One of my favorite things to do when away from home is to grab my camera and wander. I try to wander without expectations, but with the hope that something might speak to me. Sometimes I do my wandering in nature. Other times, it may be in a city or small town. It doesn’t really matter, as both are rich in visual offerings. I find it is much more about my mindset—being open and receptive, and taking time to explore. I can’t be in a hurry when I do this. It is more about slowing down, observing and receiving an image than creating one. I like to think of such images as small, beautiful gifts.
This is one of those images. It is not the kind of subject I would normally seek out: a slightly crooked garage door barricaded by wire fencing on an abandoned commercial building. Yet I loved the soft colors, the layered patterns and the soft, even light. It was the subtlety of the broken pattern of the rusted wires that added the element of mystery and surprise—that turned this from a pattern image into a story for me.
Sometimes, we are given a brief moment to capture—such as those “decisive moments” for which Henri Cartier-Bresson is so well known. This is especially true when people or moving subjects are involved. Other times, however, we can take time to explore and be curious, framing our subject in many different ways. Rarely is there one perfect way to frame a scene, and each of us would likely see the scene in a different way. So we explore and play and experiment and respond, finding the image that best speaks to us in the moment. A few other images that were part of my exploration process that day are shown below.
Especially with the convenience of camera phones, it’s easy to wander about and explore subjects that catch our attention. Don’t stop with the grab shot. Instead, take a few minutes to explore more deeply. Indulge your sense of curiosity!
Patterns make great visual subjects.
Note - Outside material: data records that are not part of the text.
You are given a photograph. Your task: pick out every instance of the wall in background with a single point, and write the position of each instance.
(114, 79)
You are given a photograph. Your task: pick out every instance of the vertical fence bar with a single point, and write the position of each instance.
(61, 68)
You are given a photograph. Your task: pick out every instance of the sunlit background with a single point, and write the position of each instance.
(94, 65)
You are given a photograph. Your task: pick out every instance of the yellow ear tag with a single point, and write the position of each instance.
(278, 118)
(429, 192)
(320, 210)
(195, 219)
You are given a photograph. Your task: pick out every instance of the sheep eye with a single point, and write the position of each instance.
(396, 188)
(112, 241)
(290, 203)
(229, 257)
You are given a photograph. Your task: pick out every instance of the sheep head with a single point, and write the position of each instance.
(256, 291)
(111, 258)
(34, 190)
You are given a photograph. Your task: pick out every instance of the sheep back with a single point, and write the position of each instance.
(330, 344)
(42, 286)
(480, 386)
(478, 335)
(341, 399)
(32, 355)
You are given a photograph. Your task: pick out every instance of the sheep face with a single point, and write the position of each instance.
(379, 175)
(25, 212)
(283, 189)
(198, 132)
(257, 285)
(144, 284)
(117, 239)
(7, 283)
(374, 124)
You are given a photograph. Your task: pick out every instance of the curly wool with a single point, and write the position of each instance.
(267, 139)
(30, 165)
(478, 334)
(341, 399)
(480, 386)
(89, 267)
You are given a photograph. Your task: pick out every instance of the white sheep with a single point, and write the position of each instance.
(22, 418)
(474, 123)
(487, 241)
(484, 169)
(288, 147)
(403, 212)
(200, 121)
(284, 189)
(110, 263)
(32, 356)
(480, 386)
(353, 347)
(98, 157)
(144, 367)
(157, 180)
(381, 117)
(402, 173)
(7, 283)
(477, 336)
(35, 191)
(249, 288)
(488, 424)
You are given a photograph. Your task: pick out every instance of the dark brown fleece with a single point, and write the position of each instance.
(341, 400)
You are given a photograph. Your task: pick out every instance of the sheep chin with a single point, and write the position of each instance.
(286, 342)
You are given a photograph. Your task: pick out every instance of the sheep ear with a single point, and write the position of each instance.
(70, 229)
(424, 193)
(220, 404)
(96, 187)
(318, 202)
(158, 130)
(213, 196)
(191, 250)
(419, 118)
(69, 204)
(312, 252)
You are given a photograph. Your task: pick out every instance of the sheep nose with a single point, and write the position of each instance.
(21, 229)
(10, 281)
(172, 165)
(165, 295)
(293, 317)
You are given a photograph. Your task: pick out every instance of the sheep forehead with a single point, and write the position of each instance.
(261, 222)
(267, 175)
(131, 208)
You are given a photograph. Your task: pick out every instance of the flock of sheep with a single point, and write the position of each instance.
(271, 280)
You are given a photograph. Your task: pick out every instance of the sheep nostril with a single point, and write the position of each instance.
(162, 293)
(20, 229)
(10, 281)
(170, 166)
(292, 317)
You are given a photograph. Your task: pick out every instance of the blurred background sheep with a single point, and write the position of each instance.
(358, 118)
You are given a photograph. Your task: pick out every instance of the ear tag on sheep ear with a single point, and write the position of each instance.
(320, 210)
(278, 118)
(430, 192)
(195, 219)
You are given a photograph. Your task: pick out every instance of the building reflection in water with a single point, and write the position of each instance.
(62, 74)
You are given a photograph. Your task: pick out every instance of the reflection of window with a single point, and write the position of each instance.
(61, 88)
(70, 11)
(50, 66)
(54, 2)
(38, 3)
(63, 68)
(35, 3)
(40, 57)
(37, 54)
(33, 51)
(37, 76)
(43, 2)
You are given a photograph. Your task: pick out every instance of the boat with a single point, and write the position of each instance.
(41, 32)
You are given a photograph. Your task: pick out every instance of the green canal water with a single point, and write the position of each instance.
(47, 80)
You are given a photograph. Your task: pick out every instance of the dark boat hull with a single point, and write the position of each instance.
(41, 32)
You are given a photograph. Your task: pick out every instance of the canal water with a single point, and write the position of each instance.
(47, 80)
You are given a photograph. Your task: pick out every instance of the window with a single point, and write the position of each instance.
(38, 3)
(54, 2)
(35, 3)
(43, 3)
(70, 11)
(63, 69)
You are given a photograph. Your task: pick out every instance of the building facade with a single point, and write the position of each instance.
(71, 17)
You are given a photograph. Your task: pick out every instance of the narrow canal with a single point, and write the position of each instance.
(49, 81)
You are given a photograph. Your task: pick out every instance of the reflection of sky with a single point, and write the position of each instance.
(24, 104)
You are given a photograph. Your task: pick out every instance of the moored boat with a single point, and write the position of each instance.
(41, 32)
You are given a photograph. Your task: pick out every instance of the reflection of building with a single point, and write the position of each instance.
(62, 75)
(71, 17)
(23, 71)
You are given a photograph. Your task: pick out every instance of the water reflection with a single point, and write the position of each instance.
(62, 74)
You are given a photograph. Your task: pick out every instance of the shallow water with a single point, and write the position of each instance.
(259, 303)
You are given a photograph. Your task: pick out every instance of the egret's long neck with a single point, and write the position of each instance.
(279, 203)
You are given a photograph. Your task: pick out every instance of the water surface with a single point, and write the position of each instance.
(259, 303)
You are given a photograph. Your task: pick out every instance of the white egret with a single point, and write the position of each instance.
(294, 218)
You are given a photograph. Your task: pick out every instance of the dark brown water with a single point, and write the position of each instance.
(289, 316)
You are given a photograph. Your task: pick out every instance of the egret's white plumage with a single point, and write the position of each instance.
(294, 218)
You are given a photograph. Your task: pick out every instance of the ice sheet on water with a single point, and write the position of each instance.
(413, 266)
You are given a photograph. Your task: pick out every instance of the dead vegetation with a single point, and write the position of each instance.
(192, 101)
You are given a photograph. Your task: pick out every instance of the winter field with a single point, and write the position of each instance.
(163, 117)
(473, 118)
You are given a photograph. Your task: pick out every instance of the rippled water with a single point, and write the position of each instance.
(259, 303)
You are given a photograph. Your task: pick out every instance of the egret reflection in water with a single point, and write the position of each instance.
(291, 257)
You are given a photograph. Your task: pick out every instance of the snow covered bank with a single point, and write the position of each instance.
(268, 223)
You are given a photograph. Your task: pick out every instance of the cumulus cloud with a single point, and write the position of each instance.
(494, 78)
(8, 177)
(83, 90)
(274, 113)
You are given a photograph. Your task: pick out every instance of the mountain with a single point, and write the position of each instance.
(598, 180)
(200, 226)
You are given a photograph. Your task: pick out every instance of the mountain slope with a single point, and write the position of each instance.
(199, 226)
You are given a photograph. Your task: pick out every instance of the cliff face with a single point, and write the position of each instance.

Broken patterns are even more interesting, as they add an element of surprise, introduce a story or spur a question. It's that one yellow leaf among a sea of red leaves. Or the one seagull in the flock that is facing the opposite direction. Or the brick that is missing from the wall. When you find an interesting pattern, see if you can find a way to break it, layer it or otherwise offer an unexpected element to the composition.